Need for digitization
One of the main causes for lack of standardization is variety of credit facilities required with multiple internal combinations as per the business need of the customer. Unlike retail banking, corporate finance is generally through multiple banking, consortium banking, or through syndication.
Risks and technology solutions for the various stages of business flow:
This includes the relationship manager building a banking relationship with a corporate. Corporate routes its business through the bank, and generates the track record.
There is a possibility that the information gathered by the Relationship Manager (RM) through his sources, contacts, may not be always reliable, and it needs to be backed by data. This is possible by using the latest technology of gathering information through various sites. For example, the background of the management or any attrition of any key resources can be tracked through professional social networking like LinkedIn, Glassdoor, etc. The background for the company can be gauged through followers, likes, or comments from social networking sites like Facebook, Twitter, etc. The feedback about the product from various other sites will need to be segregated and analysed using various Big Data tools and techniques. However, it will give the information not provided by the client. It can also predict the probable risk the client or industry may be facing, which may result in financial loss.
The process includes relationship manager preparing the loan proposal, risk team evaluating it, managing the team, approving the proposal, ensuring the documentation completeness, and finally the operations team disbursing the funds.
There are many events happening when multiple banks end up in providing excess finance to the borrowers, due to lack of co-ordination amongst themselves. This can be avoided by using the blockchain technology when all the banks in multiple, consortium banking are informed of any finance given to the borrower. This can also be providing vital information of the realization record of the exporter’s dues across banks.
Monitoring the operations on the account, while ensuring it is within the norms set by the statutory authority.
This process includes monitoring the transactions on the account, receipt of stock statements and drawing the inferences on the operational efficiency of the borrower. In majority of the banks, it is a manual process where the operations on the account are monitored manually, leaving gap for human errors.
Machine Learning (ML) and Robotics Processing Automation (RPA) could be the most effective technology solutions for reducing the operational risks. Through ML, the system can identify the pattern of the borrower’s operational efficiency using stock levels, realization records, client selection, and provide alerts. It can highlight the risks based on certain parameters like advance as to % of the export bill, availability of limits, whether the stock statements are received, if the importer / exporter or its country is not in the watch list, etc.

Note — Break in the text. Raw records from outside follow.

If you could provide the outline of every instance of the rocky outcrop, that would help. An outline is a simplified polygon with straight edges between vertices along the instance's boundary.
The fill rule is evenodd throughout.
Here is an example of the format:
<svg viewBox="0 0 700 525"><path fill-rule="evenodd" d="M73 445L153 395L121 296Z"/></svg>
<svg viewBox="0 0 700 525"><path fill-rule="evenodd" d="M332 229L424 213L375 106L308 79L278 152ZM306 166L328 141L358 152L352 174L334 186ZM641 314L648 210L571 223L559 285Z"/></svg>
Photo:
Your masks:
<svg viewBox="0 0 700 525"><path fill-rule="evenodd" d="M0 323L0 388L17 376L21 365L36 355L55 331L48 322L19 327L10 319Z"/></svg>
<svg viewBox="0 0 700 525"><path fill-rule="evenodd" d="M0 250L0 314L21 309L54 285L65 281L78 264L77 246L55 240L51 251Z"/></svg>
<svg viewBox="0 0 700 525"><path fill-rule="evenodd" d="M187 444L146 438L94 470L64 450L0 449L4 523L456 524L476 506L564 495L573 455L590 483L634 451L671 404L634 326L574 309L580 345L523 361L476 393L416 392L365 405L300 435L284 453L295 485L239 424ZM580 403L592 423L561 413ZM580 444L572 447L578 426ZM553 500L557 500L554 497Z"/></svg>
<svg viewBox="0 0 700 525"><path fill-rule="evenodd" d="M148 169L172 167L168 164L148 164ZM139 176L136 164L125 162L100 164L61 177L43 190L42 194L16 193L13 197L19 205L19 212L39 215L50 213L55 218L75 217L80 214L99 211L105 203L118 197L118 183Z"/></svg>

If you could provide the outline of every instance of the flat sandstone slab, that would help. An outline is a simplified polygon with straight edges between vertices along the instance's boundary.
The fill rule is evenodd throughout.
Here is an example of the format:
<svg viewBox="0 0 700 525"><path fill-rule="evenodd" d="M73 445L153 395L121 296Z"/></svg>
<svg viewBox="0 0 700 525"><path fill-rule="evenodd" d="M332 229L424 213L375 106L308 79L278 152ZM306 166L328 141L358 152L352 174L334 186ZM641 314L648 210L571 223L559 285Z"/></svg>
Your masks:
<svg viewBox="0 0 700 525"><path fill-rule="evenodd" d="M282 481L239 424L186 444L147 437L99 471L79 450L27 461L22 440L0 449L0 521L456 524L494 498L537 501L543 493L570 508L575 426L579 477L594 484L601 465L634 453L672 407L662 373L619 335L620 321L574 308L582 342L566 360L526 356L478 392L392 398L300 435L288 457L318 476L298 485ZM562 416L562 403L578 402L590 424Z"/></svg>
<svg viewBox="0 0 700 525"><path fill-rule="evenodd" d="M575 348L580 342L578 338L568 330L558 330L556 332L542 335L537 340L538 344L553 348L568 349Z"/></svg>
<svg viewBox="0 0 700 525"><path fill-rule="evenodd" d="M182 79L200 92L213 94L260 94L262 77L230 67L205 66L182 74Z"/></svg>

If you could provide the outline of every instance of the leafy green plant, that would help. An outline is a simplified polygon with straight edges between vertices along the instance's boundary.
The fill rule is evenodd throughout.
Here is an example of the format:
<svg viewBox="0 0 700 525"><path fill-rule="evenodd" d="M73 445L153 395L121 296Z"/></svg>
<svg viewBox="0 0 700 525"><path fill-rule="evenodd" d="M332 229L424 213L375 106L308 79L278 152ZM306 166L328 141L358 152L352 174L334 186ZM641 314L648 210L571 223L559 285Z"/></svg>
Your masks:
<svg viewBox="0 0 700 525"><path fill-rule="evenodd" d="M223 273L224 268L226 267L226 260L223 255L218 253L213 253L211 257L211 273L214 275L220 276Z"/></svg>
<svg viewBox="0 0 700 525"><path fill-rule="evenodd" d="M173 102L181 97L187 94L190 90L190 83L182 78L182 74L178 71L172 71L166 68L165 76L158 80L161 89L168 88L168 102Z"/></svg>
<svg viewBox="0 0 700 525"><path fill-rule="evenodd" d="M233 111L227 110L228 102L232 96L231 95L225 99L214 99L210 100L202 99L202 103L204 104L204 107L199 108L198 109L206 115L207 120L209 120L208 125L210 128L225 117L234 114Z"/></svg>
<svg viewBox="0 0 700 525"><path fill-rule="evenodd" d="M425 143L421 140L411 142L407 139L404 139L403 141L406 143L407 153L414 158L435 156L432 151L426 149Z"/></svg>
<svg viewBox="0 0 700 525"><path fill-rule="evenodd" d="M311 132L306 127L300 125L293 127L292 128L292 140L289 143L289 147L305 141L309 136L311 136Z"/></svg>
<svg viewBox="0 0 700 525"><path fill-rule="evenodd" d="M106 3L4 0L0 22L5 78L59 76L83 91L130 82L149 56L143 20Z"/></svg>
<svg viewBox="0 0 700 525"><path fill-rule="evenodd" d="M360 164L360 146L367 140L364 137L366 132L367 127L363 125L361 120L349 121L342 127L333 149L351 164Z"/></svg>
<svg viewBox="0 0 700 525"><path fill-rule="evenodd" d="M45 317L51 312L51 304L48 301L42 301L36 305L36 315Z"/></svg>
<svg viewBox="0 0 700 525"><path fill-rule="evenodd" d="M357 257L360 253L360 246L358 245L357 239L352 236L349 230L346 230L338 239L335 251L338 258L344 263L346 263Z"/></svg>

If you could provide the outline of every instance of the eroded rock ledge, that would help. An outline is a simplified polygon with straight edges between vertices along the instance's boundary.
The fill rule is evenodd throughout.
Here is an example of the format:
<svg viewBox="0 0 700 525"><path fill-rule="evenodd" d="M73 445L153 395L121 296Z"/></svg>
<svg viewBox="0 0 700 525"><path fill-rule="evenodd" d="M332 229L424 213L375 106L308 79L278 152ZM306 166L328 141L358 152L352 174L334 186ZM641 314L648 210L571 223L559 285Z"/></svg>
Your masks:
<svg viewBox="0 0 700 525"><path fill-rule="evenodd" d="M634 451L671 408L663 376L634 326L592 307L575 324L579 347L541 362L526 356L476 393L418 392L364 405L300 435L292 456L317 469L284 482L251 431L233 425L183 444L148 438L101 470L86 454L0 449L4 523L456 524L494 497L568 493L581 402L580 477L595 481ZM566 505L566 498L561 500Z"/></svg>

Also, with the help of the select key parameters like Industry, product, quantity, rate, consignee from the invoices, documents provided, etc. the system can see the pattern for trade finance for specific borrower or the industry. Using the Natural Language Processing (NLP), various operational processes can be automated in trade finance and corporate loan arena. This will reduce the cost of documents handling, while reducing the risks, and can bring in considerable reduction in time per transaction.
To conclude, any or many of the above technology solutions can help in mitigate the operational and credit risk present in corporate banking, or trade finance area of banking operations.